According to a 2020 report by Human Rights Watch, Hungary has used the Covid-19 pandemic as a pretext to undermine the rule of law and democratic institutions. Amnesty International had also published a report pointing out that Poland had used Covid-19 measures as a pretext to crackdown on peaceful protests. Many other countries have been criticised by HRW and other NGOs for taking advantage of the state of exception. It is no surprise then that many people do not feel comfortable with the implementation of policies that allow governments to interfere with their bodily integrity. These policies set a precedent that can make citizens liable to further intrusions into their private life, opening the doors to more illiberal policies.
We Need More Nuanced Narratives To Overcome Polarisation
After interviewing people for the past year and a half on their experiences of Covid-19 as a researcher on SolPan a comparative and longitudinal study, I had the opportunity to gain a better understanding of the reasoning that leads people to accept or refuse vaccination.
What I have observed is that both vaccinated and unvaccinated people’s opinions lack nuance and perspective. Vaccinated people often fall prey to the oversimplification of the Covid-19 pandemic, seeing vaccines as a fix-all to the crisis. Unvaccinated people, on the other hand, are often unable to get past their suspicions, which are getting further aggravated by the implementation of more coercive measures.

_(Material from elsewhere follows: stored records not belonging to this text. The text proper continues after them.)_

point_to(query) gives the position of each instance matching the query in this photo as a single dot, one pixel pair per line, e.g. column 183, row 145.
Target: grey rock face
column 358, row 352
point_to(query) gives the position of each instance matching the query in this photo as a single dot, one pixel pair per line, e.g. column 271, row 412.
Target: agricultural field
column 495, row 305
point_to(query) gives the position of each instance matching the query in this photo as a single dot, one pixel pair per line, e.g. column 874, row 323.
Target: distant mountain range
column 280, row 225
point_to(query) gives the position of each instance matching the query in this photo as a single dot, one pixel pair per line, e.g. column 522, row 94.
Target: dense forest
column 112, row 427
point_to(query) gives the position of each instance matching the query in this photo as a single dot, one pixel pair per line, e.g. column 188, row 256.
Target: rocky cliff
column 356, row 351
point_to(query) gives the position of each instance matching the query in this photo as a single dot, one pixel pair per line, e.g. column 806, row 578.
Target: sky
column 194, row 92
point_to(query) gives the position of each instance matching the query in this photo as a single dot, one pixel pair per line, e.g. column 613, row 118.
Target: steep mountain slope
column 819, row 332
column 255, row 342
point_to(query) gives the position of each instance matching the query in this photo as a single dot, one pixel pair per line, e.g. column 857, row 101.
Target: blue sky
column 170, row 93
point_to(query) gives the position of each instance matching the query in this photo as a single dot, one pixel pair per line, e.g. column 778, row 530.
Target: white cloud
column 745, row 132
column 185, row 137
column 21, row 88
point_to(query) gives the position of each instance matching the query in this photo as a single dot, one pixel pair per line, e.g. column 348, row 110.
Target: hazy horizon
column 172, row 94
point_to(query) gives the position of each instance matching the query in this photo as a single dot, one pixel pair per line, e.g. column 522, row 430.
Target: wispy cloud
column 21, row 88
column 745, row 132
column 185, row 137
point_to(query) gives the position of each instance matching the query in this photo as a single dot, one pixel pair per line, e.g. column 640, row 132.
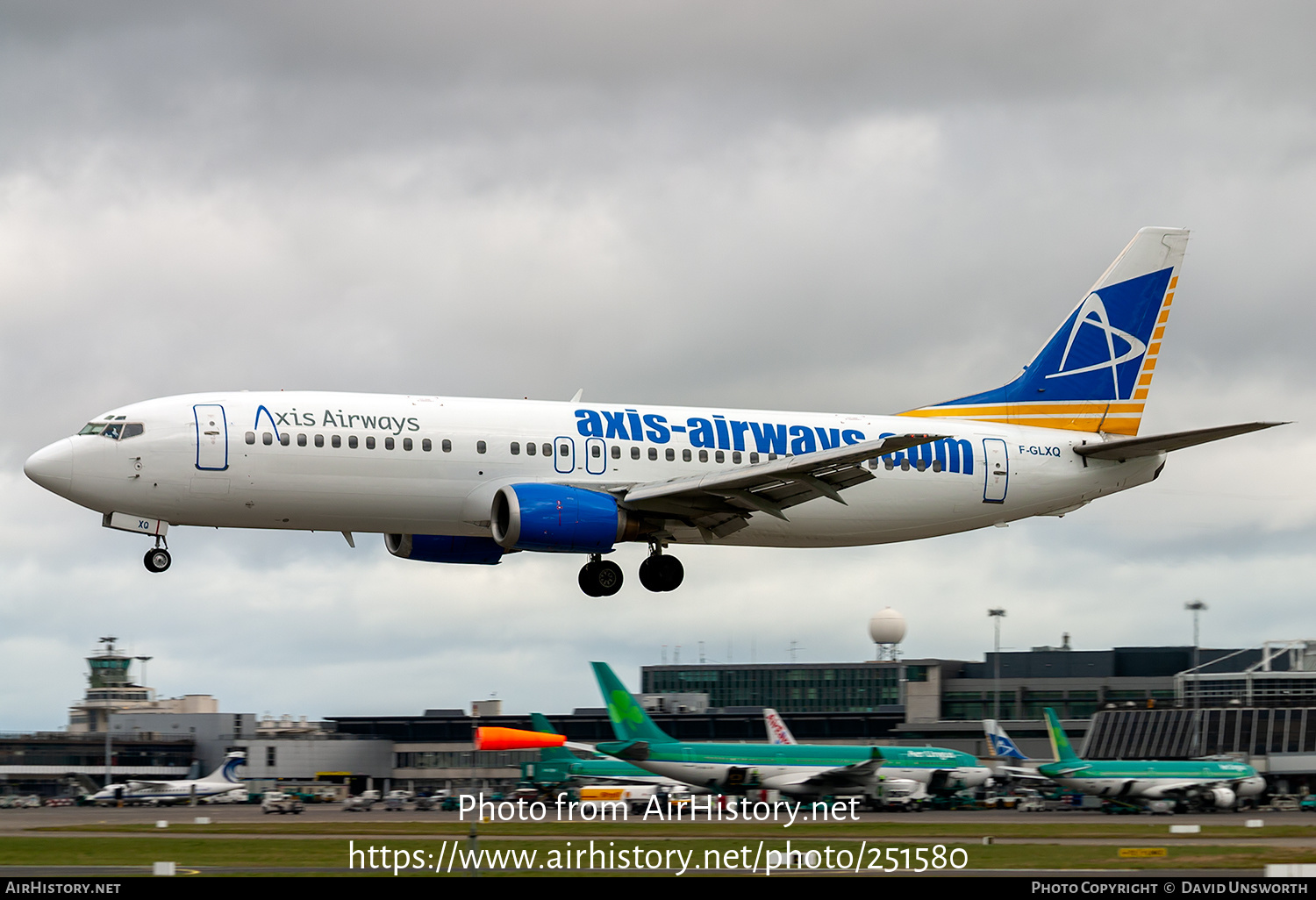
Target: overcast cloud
column 839, row 207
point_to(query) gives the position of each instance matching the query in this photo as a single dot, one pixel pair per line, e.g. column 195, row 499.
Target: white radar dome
column 887, row 626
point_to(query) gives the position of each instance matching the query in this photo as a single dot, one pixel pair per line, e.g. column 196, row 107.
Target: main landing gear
column 600, row 578
column 661, row 573
column 157, row 558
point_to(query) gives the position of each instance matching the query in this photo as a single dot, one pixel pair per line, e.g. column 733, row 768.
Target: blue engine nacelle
column 557, row 518
column 442, row 547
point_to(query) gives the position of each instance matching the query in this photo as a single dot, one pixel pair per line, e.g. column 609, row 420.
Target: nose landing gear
column 600, row 578
column 661, row 573
column 157, row 558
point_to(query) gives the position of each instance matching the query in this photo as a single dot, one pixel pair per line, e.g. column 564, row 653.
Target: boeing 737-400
column 461, row 481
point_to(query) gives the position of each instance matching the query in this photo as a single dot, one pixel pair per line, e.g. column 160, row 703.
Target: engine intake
column 558, row 518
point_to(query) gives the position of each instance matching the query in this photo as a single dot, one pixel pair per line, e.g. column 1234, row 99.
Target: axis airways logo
column 295, row 418
column 1092, row 312
column 713, row 432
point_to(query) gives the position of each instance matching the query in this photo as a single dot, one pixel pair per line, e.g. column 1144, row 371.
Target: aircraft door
column 998, row 471
column 563, row 455
column 212, row 437
column 595, row 457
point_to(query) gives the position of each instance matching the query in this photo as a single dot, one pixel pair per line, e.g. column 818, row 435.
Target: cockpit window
column 115, row 431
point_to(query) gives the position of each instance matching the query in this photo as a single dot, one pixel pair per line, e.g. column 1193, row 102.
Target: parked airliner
column 462, row 481
column 221, row 781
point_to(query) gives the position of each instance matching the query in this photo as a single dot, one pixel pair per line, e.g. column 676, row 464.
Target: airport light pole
column 1197, row 608
column 997, row 615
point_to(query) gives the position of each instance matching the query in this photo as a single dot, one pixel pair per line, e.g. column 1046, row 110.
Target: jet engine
column 444, row 547
column 558, row 518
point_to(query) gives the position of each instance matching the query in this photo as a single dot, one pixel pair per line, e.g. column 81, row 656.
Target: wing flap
column 719, row 503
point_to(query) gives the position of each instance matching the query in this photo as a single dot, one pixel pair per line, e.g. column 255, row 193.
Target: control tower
column 110, row 689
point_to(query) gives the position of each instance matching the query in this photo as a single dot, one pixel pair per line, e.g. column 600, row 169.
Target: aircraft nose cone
column 53, row 466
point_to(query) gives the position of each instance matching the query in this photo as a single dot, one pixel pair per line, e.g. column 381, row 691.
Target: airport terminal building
column 1255, row 704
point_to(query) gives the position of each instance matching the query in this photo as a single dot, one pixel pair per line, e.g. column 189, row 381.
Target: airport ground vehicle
column 468, row 481
column 278, row 802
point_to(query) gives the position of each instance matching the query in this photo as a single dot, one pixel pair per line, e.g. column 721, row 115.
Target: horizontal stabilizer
column 1152, row 445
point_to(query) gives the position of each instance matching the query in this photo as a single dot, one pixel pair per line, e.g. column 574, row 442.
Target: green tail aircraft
column 792, row 768
column 558, row 765
column 1192, row 782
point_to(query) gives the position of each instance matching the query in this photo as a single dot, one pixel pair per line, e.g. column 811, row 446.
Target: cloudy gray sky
column 840, row 207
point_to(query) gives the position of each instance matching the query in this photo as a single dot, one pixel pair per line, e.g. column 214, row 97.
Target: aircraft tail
column 226, row 770
column 1095, row 371
column 1000, row 745
column 540, row 723
column 776, row 731
column 1061, row 747
column 629, row 720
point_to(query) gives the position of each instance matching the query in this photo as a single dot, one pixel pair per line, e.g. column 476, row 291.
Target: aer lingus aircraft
column 221, row 781
column 461, row 481
column 1191, row 782
column 794, row 768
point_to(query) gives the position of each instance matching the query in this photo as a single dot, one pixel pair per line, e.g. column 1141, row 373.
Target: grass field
column 332, row 853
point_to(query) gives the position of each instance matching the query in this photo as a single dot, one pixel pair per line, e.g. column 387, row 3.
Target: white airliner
column 463, row 481
column 221, row 781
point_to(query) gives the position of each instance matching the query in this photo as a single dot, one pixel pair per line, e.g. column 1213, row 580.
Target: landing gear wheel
column 600, row 579
column 157, row 560
column 661, row 573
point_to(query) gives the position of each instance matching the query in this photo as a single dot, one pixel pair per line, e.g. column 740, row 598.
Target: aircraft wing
column 720, row 503
column 1124, row 449
column 855, row 775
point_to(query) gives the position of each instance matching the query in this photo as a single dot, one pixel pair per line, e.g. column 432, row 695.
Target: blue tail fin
column 1095, row 371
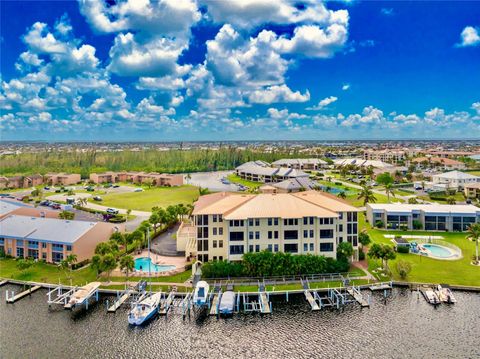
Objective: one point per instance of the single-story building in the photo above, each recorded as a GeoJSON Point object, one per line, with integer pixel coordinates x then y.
{"type": "Point", "coordinates": [430, 217]}
{"type": "Point", "coordinates": [51, 239]}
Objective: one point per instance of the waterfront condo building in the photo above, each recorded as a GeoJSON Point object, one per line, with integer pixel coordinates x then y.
{"type": "Point", "coordinates": [431, 217]}
{"type": "Point", "coordinates": [51, 239]}
{"type": "Point", "coordinates": [229, 225]}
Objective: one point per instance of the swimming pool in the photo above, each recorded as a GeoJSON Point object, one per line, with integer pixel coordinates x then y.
{"type": "Point", "coordinates": [437, 251]}
{"type": "Point", "coordinates": [142, 264]}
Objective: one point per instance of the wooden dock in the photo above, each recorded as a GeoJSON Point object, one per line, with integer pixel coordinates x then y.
{"type": "Point", "coordinates": [355, 293]}
{"type": "Point", "coordinates": [19, 296]}
{"type": "Point", "coordinates": [265, 305]}
{"type": "Point", "coordinates": [167, 303]}
{"type": "Point", "coordinates": [215, 304]}
{"type": "Point", "coordinates": [117, 304]}
{"type": "Point", "coordinates": [313, 303]}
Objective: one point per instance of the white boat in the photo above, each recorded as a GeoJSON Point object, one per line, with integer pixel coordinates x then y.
{"type": "Point", "coordinates": [431, 297]}
{"type": "Point", "coordinates": [201, 293]}
{"type": "Point", "coordinates": [145, 309]}
{"type": "Point", "coordinates": [445, 294]}
{"type": "Point", "coordinates": [82, 294]}
{"type": "Point", "coordinates": [227, 303]}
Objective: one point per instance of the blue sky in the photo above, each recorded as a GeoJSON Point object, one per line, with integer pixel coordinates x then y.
{"type": "Point", "coordinates": [239, 70]}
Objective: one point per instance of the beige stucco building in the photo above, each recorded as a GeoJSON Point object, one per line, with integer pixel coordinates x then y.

Another important finding is that the arguments that emerge from in-depth interviews do not resonate with the image that the media portray of those that refuse the Covid-19 vaccines. What we hear from media outlets is that those that refuse Covid-19 vaccines are conspiracy theorists and science deniers while the truth, as always, is much more complicated than that. Surely, there are people that deny science, and that fall into the category of conspiracy theorists, however, they do not encompass the whole category of people that refuse vaccination.
Media are aggravating polarisation with their shaming of unvaccinated people, something that achieves nothing but more entrenchment and hatred. What we need right now is a society that is able to remain united and open to a conversation on the way forward. We need a cross-fertilisation of ideas and persuasion that can only happen in a climate where people keep listening to each other and discussing. If we are not able or willing to do that, we are setting ourselves up for defeat.